Gavin Mann, 4, of Vernon, BC, is a competent little guy. Problem is, he doesn't act like it. Gavin still wants his mom, Kim, to do everything for him. "Although he's perfectly able, he won't put on his shirt, pick up his toys, or even go pee by himself!" she says.
A kid who acts helpless when he's not might be afraid of making a mistake, or want a little more attention. Or he may have come to expect a lot of hand-holding. Whatever the reason, your preschooler will be better off if you can help him be more independent. Putting ketchup on his fries for him won't do that. Neither will nagging ("When will you ever learn?"), criticizing ("You're so lazy"), or yelling ("Do it yourself!"), says Becky Bailey, Ph.D., author of Easy to Love, Difficult to Discipline. Better ideas:
Go 50-50 at first. Meet your child halfway. Say, "You put this shoe on and then I'll put the other one on for you." Then be his cheerleader: "I see that you're having a hard time, but look, you got your foot partway in. There you go -- Wow! You did it all by yourself!"
* Challenge him a little. When you're not in the midst of a struggle, ask your child to tell you three things he can do by himself. Then have him pick one to show you. If he decides he can pour his own juice and then hesitates in the middle ("What if I spill it?"), encourage him to keep going ("Everybody spills sometimes, but you're doing a great job!").

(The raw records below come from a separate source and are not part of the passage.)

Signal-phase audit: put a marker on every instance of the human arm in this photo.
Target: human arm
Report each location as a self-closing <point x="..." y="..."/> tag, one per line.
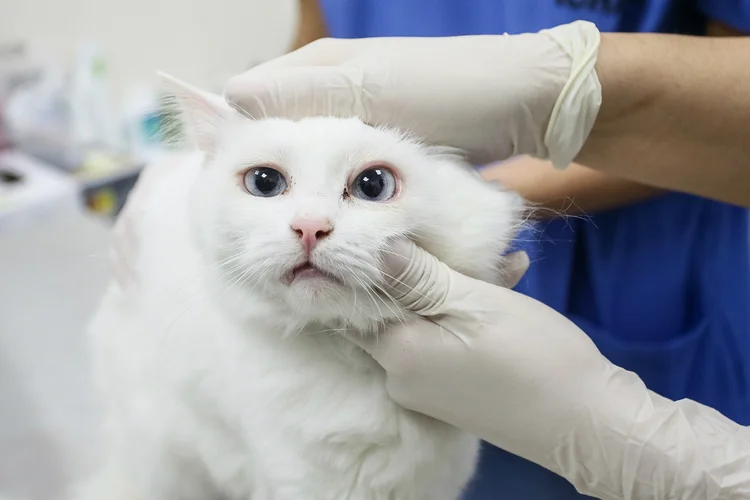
<point x="523" y="377"/>
<point x="537" y="94"/>
<point x="572" y="191"/>
<point x="674" y="114"/>
<point x="577" y="189"/>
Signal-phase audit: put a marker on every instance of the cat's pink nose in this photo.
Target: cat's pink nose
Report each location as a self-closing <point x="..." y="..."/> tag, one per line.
<point x="310" y="231"/>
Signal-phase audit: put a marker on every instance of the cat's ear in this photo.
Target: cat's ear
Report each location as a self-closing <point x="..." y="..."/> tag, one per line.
<point x="202" y="114"/>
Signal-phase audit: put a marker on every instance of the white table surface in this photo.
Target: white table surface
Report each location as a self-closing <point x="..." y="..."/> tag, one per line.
<point x="51" y="277"/>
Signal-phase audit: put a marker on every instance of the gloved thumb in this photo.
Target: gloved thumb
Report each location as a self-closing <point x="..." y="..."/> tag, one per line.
<point x="421" y="283"/>
<point x="416" y="279"/>
<point x="297" y="92"/>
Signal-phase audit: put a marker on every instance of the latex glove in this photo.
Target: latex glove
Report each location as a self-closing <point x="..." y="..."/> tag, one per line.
<point x="492" y="96"/>
<point x="523" y="377"/>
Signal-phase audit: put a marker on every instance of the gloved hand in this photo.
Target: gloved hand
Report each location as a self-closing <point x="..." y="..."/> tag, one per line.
<point x="532" y="94"/>
<point x="523" y="377"/>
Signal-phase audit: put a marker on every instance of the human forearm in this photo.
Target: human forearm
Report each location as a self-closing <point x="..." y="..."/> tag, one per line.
<point x="675" y="112"/>
<point x="572" y="191"/>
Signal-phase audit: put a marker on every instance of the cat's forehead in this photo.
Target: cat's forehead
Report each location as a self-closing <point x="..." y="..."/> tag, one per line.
<point x="329" y="145"/>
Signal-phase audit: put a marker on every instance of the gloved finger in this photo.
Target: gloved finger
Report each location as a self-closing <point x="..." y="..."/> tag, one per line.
<point x="295" y="93"/>
<point x="417" y="279"/>
<point x="515" y="266"/>
<point x="398" y="346"/>
<point x="322" y="52"/>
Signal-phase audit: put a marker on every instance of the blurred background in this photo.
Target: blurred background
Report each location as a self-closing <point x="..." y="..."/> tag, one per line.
<point x="79" y="117"/>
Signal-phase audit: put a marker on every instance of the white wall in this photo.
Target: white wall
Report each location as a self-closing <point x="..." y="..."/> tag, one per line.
<point x="200" y="41"/>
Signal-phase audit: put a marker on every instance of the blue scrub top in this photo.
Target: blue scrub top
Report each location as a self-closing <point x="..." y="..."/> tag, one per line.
<point x="663" y="286"/>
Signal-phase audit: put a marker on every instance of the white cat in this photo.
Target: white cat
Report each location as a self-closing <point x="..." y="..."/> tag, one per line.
<point x="226" y="377"/>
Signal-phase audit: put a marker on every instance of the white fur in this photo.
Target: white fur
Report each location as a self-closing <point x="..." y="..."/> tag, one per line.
<point x="221" y="382"/>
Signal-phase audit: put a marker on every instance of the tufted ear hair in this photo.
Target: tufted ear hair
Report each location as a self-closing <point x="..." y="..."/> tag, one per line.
<point x="202" y="113"/>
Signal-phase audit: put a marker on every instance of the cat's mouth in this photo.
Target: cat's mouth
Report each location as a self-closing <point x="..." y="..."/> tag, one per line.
<point x="308" y="271"/>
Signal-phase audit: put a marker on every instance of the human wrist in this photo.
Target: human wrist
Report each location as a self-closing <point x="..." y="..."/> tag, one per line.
<point x="630" y="69"/>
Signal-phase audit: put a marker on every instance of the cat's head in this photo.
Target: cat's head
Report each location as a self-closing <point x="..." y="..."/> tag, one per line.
<point x="299" y="213"/>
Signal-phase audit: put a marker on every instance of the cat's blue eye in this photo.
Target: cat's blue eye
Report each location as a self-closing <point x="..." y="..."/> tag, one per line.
<point x="374" y="184"/>
<point x="264" y="182"/>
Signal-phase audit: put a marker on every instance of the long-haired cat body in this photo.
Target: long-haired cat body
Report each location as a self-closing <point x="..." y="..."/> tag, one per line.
<point x="225" y="376"/>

* Make time for fun. Your child wants to be with you, and having you take care of every little thing guarantees that you'll be together plenty. Make sure he knows you have time for other -- more fun -- activities: If you play trucks or blocks or read a book every afternoon, having you dress him might not matter so much. His transition from helpless to confident may take a while, but soon you'll both wonder if there's anything he can't do!